Broadband use hits all-time high as we creep towards the ceiling

- Chris Keall

New Zealand’s broadband use has peaked at another all-time high of 3.20 terabits per second.

Network operator Chorus says it clocked the new benchmark on Friday. It was something of an actionpack­ed day as the morning’s tsunami threat washed into a crucial lockdown decision in the afternoon and the New Zealand vs Australia T20 cricket match in the evening, which could only be viewed via streaming on Spark Sport.

The previous record of 3.15 terabits per second was hit during the August lockdown last year.

That was almost broken last week as Chorus registered its secondhigh­est ever peak of 3.10 tbps amid the triple-whammy of the fourth Auckland lockdown, a patch update to the popular video game Call of Duty and seat-smashing cricket on Spark Sport.

Chorus says its network can handle 3.5 tbps.
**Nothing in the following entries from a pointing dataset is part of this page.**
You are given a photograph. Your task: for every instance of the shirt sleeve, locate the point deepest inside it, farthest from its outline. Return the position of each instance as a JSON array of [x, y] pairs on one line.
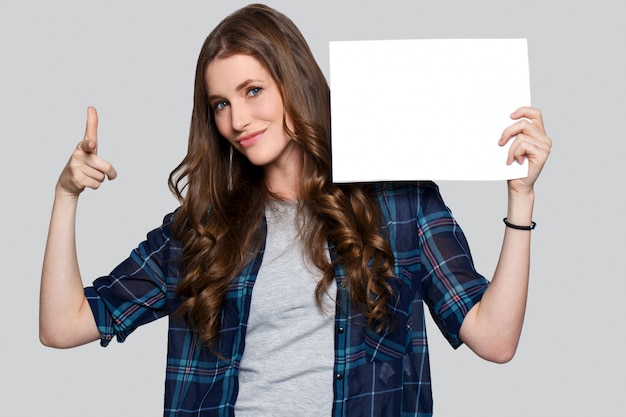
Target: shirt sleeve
[[451, 286], [135, 292]]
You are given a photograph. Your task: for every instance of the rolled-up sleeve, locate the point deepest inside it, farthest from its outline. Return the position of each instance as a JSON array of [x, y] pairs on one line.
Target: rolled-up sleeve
[[450, 283], [135, 292]]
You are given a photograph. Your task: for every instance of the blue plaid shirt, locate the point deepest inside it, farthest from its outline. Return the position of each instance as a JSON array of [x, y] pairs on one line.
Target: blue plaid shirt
[[374, 374]]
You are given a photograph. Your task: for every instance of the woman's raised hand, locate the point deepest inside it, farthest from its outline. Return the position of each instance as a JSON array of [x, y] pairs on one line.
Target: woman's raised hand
[[84, 168], [530, 142]]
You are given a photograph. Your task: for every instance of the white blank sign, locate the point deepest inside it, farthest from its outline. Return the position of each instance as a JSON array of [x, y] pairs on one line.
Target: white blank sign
[[425, 109]]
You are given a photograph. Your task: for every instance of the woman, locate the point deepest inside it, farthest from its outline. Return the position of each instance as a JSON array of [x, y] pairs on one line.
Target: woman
[[339, 273]]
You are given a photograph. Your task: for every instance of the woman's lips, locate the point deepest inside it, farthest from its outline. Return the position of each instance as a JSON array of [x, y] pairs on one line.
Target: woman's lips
[[249, 140]]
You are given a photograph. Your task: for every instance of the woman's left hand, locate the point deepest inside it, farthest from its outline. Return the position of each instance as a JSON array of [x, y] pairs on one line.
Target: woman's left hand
[[530, 142]]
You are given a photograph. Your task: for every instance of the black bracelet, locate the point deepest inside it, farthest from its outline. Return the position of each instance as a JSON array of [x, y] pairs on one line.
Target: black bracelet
[[514, 226]]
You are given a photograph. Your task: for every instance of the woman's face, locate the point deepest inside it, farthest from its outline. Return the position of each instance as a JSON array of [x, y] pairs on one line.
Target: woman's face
[[248, 110]]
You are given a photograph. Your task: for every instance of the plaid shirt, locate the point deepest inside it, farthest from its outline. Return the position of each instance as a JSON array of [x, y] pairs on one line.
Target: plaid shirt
[[374, 374]]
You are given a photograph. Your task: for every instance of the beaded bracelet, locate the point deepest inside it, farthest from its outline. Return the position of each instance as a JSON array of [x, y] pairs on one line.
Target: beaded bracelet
[[514, 226]]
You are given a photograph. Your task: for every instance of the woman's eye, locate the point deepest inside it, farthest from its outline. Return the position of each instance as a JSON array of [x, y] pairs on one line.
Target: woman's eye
[[219, 105], [253, 91]]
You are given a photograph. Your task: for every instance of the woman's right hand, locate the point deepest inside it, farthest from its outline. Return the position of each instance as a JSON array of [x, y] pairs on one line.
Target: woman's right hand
[[84, 168]]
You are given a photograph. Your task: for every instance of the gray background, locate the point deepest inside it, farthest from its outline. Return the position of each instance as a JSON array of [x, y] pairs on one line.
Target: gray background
[[135, 61]]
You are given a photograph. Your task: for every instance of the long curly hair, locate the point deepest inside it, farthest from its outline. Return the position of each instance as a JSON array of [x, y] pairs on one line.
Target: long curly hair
[[223, 195]]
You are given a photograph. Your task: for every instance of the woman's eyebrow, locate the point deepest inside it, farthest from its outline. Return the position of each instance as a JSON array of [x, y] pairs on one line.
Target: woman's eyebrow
[[239, 87]]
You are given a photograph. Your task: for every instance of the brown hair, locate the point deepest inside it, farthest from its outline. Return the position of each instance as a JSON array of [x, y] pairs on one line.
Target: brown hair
[[223, 195]]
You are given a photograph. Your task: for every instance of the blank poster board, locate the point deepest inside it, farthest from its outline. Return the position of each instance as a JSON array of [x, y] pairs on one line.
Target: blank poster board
[[425, 109]]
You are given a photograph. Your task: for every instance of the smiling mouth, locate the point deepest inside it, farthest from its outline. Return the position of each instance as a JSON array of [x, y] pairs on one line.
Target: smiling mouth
[[251, 139]]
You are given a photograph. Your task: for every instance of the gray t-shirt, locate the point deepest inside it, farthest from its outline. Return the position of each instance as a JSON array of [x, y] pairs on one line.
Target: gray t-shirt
[[287, 365]]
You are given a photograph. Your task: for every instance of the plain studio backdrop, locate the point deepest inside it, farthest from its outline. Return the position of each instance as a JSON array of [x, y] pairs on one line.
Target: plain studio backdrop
[[135, 62]]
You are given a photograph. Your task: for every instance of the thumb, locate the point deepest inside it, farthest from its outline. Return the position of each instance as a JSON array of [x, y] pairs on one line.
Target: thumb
[[90, 141]]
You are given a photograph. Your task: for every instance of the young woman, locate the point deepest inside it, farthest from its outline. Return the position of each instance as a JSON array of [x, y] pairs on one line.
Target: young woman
[[288, 294]]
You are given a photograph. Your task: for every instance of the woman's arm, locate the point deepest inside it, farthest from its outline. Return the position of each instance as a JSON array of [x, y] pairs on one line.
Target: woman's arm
[[65, 319], [493, 326]]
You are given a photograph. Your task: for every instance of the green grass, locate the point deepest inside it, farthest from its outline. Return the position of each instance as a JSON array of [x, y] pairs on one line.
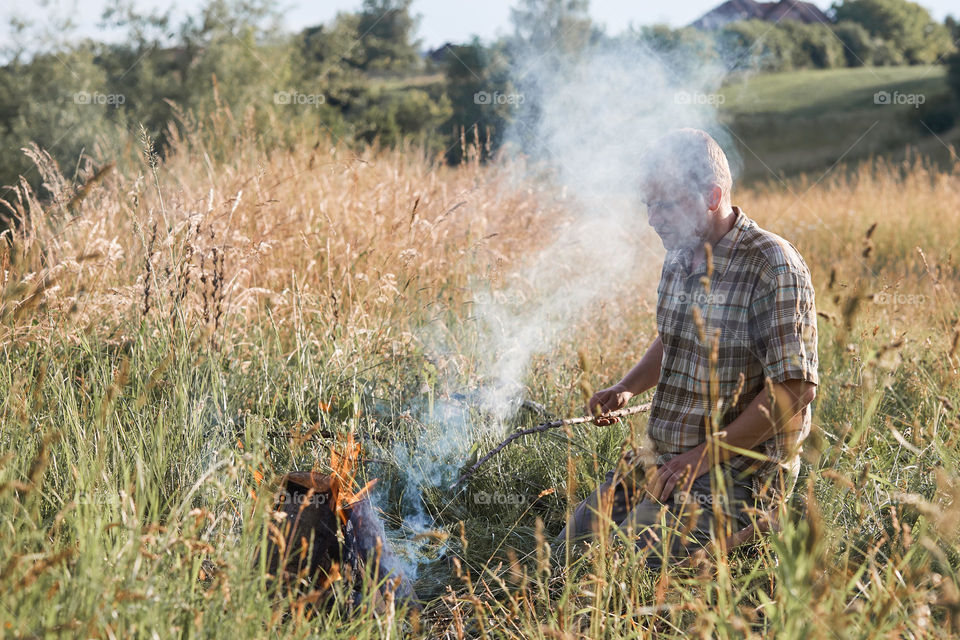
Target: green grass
[[806, 121], [132, 441]]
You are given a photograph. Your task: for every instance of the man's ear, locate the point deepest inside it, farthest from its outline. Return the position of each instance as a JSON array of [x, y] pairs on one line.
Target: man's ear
[[714, 196]]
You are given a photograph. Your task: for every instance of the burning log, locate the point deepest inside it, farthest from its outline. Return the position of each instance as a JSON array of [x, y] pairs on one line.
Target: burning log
[[324, 525]]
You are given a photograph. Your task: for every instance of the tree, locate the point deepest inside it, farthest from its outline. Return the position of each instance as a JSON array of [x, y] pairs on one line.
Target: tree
[[905, 25], [548, 26], [858, 46], [387, 32]]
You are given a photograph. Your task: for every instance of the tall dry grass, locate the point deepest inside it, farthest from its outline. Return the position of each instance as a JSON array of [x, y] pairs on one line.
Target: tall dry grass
[[176, 335]]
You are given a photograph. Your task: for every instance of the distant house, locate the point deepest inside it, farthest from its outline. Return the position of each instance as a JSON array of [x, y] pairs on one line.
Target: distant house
[[734, 10]]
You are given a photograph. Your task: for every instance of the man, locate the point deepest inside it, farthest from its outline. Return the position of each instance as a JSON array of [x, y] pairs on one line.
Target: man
[[736, 326]]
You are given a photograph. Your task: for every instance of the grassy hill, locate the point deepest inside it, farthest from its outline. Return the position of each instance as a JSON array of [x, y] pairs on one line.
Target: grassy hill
[[806, 121]]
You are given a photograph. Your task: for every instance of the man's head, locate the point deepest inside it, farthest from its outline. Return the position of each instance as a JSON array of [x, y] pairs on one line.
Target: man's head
[[685, 183]]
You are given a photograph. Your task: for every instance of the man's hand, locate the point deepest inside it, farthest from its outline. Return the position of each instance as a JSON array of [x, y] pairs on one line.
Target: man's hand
[[687, 466], [606, 400]]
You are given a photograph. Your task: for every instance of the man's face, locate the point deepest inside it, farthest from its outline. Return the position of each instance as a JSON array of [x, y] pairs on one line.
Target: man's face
[[679, 217]]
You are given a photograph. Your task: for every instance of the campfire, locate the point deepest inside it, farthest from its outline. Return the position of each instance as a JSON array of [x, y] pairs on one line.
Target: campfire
[[324, 531]]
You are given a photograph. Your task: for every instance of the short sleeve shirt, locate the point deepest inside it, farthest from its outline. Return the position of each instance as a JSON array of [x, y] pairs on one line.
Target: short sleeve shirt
[[749, 311]]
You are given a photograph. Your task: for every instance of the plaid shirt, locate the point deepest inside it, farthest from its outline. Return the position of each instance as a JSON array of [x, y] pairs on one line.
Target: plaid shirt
[[758, 298]]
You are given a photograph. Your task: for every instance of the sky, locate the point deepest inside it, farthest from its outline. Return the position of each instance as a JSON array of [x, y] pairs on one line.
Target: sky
[[441, 20]]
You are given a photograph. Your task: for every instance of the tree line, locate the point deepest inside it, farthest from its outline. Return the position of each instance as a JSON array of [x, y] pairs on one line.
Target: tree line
[[364, 78]]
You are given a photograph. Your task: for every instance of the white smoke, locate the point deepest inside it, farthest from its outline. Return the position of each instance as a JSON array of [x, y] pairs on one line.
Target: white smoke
[[589, 120]]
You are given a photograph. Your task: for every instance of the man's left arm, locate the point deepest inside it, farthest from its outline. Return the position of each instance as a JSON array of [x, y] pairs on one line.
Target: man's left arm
[[785, 313]]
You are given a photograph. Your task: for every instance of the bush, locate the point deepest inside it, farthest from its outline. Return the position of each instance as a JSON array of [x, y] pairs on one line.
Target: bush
[[858, 46]]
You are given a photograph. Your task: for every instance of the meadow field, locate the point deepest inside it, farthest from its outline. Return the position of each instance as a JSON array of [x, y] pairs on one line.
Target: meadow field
[[177, 334]]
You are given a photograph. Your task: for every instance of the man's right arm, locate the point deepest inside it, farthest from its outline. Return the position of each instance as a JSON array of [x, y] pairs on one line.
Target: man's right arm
[[644, 375]]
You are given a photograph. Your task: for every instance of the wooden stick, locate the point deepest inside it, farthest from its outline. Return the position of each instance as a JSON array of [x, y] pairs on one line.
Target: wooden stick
[[556, 424]]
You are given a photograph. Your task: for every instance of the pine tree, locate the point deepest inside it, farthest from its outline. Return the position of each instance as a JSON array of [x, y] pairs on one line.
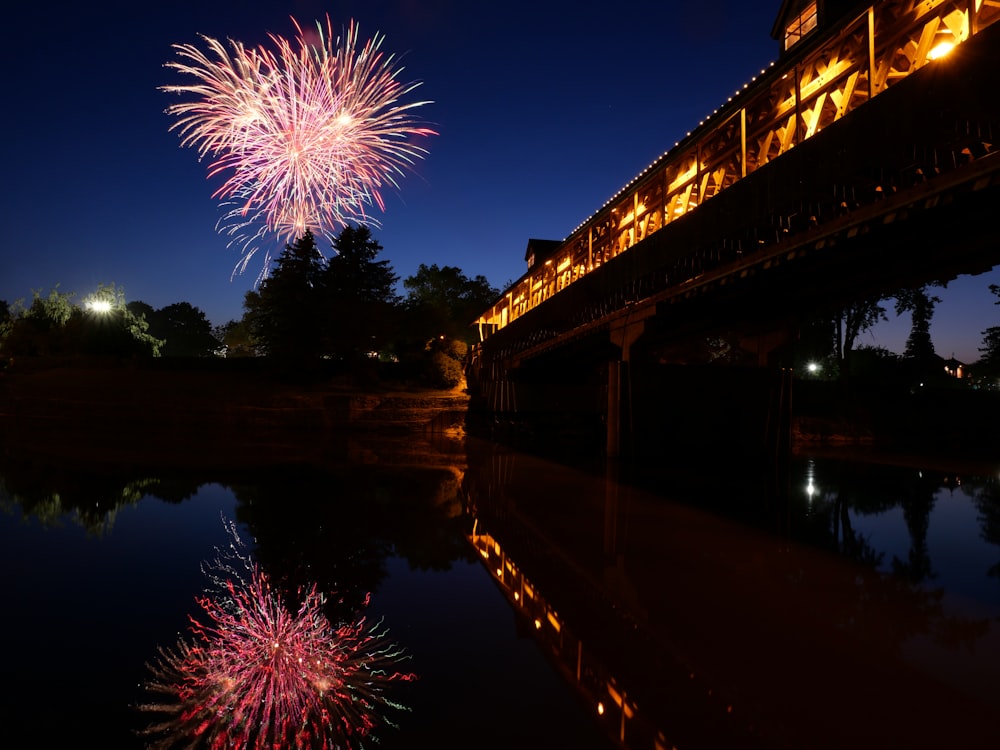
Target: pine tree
[[361, 307], [284, 315]]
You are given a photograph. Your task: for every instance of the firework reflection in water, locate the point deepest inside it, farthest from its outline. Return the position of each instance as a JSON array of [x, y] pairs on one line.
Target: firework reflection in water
[[255, 674], [306, 134]]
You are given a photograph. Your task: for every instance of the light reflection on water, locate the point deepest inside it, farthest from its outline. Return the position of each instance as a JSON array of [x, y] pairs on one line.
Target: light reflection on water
[[697, 621]]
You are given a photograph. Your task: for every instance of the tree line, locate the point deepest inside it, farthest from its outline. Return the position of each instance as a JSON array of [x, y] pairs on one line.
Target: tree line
[[342, 313]]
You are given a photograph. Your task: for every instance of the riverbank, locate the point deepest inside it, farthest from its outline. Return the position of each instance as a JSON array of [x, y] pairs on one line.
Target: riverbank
[[198, 413]]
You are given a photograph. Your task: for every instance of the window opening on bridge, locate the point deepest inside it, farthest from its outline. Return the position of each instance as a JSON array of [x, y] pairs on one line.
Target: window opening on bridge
[[800, 25]]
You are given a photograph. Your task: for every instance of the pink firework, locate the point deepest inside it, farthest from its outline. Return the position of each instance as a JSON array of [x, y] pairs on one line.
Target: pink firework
[[257, 675], [306, 135]]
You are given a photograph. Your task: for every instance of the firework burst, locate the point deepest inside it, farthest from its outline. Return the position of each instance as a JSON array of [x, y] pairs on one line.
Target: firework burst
[[306, 135], [258, 675]]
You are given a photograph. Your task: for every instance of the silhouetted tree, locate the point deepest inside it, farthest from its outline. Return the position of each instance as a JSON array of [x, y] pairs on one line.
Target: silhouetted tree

Chorus — fending off new competitio­n from wireless broadband — has plans to open the taps.

At the company’s recent interim result, chief executive JB Rousselot said the maximum speed broadband plan today — the 4 gigabit per second iteration of Hyperfibre should be available in an 8 gigabit per second flavour by the end of this year.

Chorus was testing a 25 gigabit per second plan, he said.

Before the pandemic hit, Chorus’ all-time record was the 2.6 tbps hit during the 2019 Rugby World Cup. That event saw some hiccups for Spark Sport.

On Friday night, as the new record was hit, no major issues were reported.

The average household is now using around 500 gigabytes of data per month Chorus says, or about five times as much as 2016 as streaming goes mainstream. Some 80 per cent are now on uncapped plans.